However, not only STATE messages are recorded as legitimate incoming
traffic this way, but even RESET and ACTIVATE messages, which in
reality are there to inform the link that the peer endpoint has been
reset. At the same time, some RESET messages may be dropped instead
of causing a link reset. This happens when the link endpoint thinks
it is fully up and working, and the session number of the RESET is
lower than or equal to the current link session. In such cases the
RESET is perceived as a delayed remnant from an earlier session, or
the current one, and dropped.
Now, if a TIPC module is removed and then immediately reinserted, e.g.
when using a script, RESET messages may arrive at the peer link endpoint
before this one has had time to discover the failure.

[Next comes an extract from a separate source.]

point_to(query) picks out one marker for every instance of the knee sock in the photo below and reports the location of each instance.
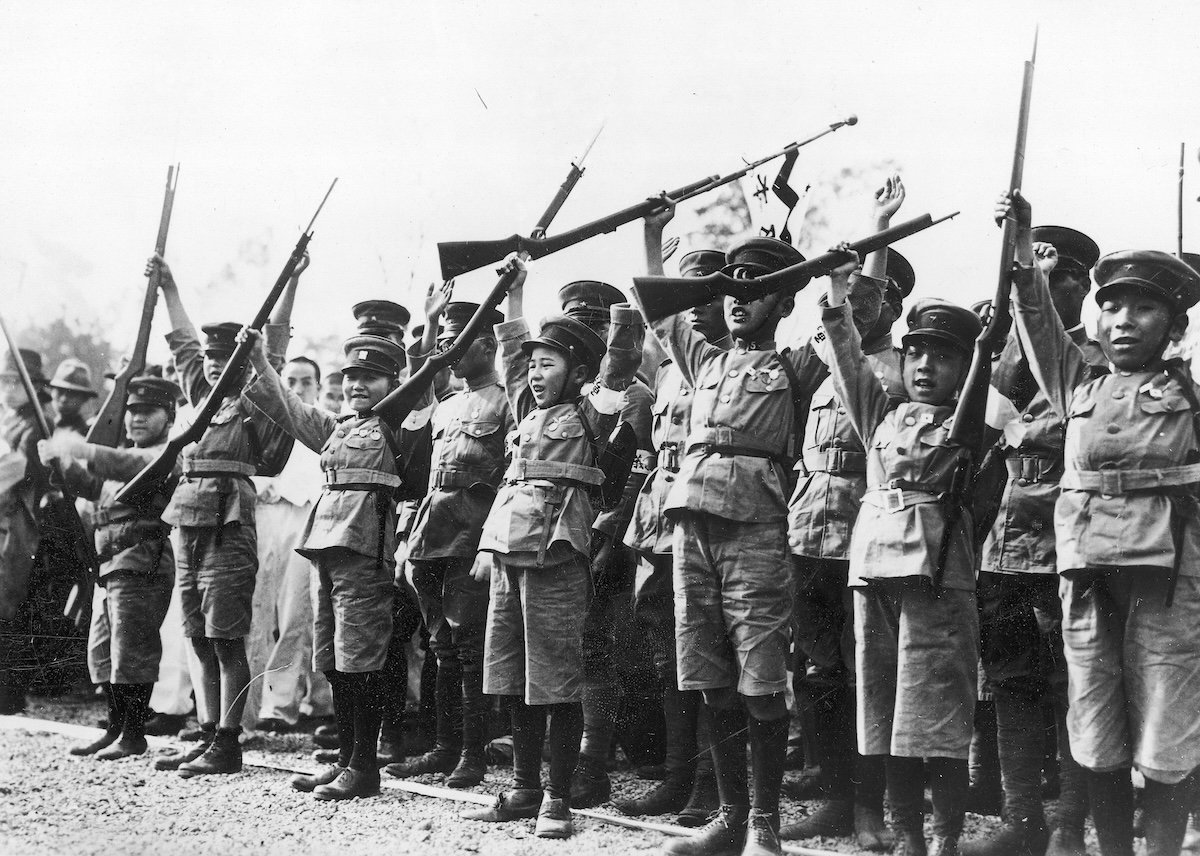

The RESET may be
dropped because of the session number, but only after it has been
recorded as a legitimate traffic event. Hence, the receiving link will
not start probing, and not discover that the peer endpoint is down, at
the same time ignoring the periodic RESET messages coming from that
endpoint. We have ended up in a stale state where a failed link cannot
be re-established.
In this commit, we remedy this by nudging the checkpoint only for
received STATE messages, not for RESET or ACTIVATE messages.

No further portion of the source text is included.